The Snohomish County Jail isn’t an ideal place for someone in need of psychiatric care. The Department of Justice recently found the facility didn’t offer adequate psychiatric resources and treatment planning for mentally ill people. Those on suicide watch are placed in rubber rooms with words like “help” carved into the floor, according to a study by the advocacy group Disability Rights Watch.
These kinds of poor conditions and lacking mental-health care are common in Washington jails and can cause additional harm, according to the study. “Without adequate and mental-health treatment, individuals in jail with mental illness suffer painful symptoms and decompensate.”
Among those in need of treatment was 27-year-old Ara Badayos, who was arrested in March for slapping a police officer and found incompetent to face the third-degree assault charge. With no bed available at Western State, Badayos was placed in solitary at the jail, where she refused to take medication.
Her condition quickly grew worse. On Aug. 1, after agreeing to attend a court appearance, Badayos took off her clothes and smeared her feces on the walls when the jail staff came to collect her, said Schwarz.
Schwarz and his co-counsel, trying to get Badayos and other clients into treatment more quickly, filed countless motions with the court, and even attempted to hold DSHS in contempt for failing to move their clients. But nothing seemed to work.
“We just looked at each other and said, ‘What are we gonna do now?’ ” recalls Schwarz. “We’ve tried everything we can think of.’”
Earlier this summer, the public defender’s office sued DSHS in federal court.
The suit alleges that DSHS and administrators at Western State Hospital violated Badayos’ right to due process by holding her in the volatile jail environment, further harming her mental state. Incarcerating Badayos indefinitely without proper treatment also constitutes cruel and unusual punishment, according to the suit.
Earlier this month, Disability Rights Washington and the American Civil Liberties Union took the case over from the public defenders. They are now seeking class-action status on behalf of all mentally ill people held in Washington jails for extended periods of time.
“The problem hasn’t gone away, and it’s continued to go up,” said David Carlson, director of legal advocacy for Disability Rights Washington. “We realize now it’s going to take court intervention to get resolution here.”

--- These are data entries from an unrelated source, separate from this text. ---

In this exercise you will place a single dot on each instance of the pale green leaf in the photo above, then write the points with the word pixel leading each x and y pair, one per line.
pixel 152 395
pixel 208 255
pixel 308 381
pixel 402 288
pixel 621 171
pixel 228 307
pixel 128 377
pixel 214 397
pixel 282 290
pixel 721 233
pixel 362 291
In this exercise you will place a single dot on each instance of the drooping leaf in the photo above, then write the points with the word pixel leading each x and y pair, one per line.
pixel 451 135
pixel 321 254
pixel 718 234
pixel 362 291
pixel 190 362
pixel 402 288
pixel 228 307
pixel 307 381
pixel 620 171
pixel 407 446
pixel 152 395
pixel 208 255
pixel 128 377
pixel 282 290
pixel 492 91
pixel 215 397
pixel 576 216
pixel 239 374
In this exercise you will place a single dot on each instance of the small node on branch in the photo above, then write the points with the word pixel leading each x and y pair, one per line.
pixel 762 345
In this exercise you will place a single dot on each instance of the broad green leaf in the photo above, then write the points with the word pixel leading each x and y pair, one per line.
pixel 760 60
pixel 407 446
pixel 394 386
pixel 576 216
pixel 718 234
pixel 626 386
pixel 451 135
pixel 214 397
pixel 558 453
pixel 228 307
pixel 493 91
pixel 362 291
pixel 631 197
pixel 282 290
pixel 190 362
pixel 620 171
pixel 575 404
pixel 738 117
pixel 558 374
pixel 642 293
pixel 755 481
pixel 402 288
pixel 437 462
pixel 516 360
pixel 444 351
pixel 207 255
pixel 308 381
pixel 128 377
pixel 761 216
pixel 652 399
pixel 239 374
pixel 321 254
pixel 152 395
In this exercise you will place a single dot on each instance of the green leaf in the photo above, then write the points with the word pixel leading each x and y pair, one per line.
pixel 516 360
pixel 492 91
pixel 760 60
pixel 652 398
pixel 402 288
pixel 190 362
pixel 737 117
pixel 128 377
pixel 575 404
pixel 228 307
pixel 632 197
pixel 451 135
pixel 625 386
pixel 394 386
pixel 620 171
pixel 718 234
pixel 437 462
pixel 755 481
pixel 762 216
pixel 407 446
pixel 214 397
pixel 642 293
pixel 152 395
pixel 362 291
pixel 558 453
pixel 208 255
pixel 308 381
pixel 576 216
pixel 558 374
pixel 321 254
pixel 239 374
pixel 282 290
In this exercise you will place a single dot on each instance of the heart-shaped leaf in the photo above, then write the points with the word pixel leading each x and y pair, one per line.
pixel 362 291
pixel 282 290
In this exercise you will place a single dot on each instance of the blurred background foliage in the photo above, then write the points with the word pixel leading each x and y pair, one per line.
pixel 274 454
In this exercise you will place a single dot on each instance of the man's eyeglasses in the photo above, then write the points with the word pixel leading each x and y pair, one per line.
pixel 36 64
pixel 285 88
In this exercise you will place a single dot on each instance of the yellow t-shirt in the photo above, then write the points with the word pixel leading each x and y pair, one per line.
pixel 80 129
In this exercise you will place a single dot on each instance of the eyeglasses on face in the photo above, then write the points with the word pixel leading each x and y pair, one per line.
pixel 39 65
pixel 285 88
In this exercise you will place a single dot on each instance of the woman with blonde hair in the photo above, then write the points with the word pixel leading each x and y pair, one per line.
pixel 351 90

Though the suit names DSHS, Schwarz said the administration is not solely to blame. The problem stems from a system flawed almost every step of the way, he said: There are not enough community resources. Police bring mentally ill people to jail instead of hospitals. Prosecutors charge people for minor crimes who are clearly suffering from mental illness.

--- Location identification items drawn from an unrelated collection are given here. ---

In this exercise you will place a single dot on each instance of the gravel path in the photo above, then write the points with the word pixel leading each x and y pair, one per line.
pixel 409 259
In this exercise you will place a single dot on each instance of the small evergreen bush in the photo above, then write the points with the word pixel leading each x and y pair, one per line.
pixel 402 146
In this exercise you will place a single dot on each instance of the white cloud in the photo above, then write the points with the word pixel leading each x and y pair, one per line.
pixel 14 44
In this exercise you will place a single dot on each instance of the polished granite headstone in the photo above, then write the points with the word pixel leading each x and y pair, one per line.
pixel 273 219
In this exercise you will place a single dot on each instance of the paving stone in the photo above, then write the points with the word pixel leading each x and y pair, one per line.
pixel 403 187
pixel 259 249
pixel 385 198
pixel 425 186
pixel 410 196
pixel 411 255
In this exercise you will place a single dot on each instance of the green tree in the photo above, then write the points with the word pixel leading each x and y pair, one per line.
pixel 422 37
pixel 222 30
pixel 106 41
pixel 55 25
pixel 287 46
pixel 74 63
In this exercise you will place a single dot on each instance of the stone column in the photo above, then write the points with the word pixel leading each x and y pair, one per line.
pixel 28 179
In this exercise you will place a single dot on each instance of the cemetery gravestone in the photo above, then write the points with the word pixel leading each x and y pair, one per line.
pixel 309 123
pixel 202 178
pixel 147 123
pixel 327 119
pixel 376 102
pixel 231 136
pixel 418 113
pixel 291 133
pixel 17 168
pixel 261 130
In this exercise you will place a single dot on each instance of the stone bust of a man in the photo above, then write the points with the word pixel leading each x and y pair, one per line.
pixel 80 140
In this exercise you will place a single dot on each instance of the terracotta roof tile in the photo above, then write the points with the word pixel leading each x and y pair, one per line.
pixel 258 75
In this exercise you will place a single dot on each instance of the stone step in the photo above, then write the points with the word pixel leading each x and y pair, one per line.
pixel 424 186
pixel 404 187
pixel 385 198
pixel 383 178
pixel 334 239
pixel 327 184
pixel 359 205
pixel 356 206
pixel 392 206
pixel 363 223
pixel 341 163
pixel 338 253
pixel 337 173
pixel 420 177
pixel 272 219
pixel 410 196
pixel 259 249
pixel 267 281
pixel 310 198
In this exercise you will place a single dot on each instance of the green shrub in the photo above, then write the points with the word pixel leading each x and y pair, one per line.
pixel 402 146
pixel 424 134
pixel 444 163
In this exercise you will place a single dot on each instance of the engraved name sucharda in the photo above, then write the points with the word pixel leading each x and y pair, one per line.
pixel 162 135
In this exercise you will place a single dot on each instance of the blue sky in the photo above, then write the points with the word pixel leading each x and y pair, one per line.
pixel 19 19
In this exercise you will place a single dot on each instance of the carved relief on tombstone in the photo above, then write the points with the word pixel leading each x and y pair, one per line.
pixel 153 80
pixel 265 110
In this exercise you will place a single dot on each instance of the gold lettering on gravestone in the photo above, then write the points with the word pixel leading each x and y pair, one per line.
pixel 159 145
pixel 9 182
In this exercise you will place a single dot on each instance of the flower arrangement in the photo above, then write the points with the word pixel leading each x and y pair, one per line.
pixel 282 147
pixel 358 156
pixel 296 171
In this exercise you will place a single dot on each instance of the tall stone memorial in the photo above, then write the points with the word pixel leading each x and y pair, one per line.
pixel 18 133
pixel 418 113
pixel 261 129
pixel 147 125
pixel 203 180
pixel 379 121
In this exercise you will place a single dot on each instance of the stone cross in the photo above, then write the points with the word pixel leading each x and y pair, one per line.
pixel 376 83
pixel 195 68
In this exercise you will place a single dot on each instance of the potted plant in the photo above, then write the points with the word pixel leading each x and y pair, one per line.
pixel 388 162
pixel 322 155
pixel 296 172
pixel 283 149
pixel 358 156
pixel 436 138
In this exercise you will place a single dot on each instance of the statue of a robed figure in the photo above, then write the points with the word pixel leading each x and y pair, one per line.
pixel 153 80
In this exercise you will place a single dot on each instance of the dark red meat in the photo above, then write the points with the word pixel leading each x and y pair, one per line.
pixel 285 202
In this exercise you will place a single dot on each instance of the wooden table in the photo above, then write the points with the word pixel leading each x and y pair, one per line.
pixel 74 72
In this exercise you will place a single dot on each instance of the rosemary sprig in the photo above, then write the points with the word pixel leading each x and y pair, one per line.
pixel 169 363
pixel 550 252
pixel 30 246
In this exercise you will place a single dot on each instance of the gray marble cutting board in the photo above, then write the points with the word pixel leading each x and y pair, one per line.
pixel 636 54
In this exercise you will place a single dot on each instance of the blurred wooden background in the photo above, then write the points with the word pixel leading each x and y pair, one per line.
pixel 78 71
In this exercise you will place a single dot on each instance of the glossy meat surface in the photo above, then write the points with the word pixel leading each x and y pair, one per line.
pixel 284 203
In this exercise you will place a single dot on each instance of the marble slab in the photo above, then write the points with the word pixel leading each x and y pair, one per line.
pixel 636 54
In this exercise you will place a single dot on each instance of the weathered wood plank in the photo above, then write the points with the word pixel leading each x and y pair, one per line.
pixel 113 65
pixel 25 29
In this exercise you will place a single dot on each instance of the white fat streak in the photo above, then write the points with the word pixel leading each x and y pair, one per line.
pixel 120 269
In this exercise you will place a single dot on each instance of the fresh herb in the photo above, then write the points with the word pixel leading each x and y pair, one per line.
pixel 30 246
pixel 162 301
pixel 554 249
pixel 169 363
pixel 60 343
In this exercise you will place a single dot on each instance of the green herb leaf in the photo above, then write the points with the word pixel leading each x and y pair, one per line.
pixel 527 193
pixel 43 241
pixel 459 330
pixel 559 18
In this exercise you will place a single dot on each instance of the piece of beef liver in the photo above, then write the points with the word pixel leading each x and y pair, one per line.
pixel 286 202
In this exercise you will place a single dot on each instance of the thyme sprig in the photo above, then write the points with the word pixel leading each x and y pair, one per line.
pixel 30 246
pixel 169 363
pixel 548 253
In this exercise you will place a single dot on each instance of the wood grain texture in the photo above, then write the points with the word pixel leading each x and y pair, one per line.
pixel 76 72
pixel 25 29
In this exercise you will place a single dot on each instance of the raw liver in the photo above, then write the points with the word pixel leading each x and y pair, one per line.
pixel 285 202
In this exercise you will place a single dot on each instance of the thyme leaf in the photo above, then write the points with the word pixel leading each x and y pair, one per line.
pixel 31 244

“I think we have a fundamental breakdown of what we do to help folks with mental illness here,” he said. “Western State is just the tail end of the story.”
He and many others in the criminal-justice system believe the only long-term solution would come from legislative action.
But given all the other state’s financial woes, such as school funding, Schwarz isn’t optimistic mental health will top lawmakers’ priority list next session, he said.
“It potentially could get even worse.”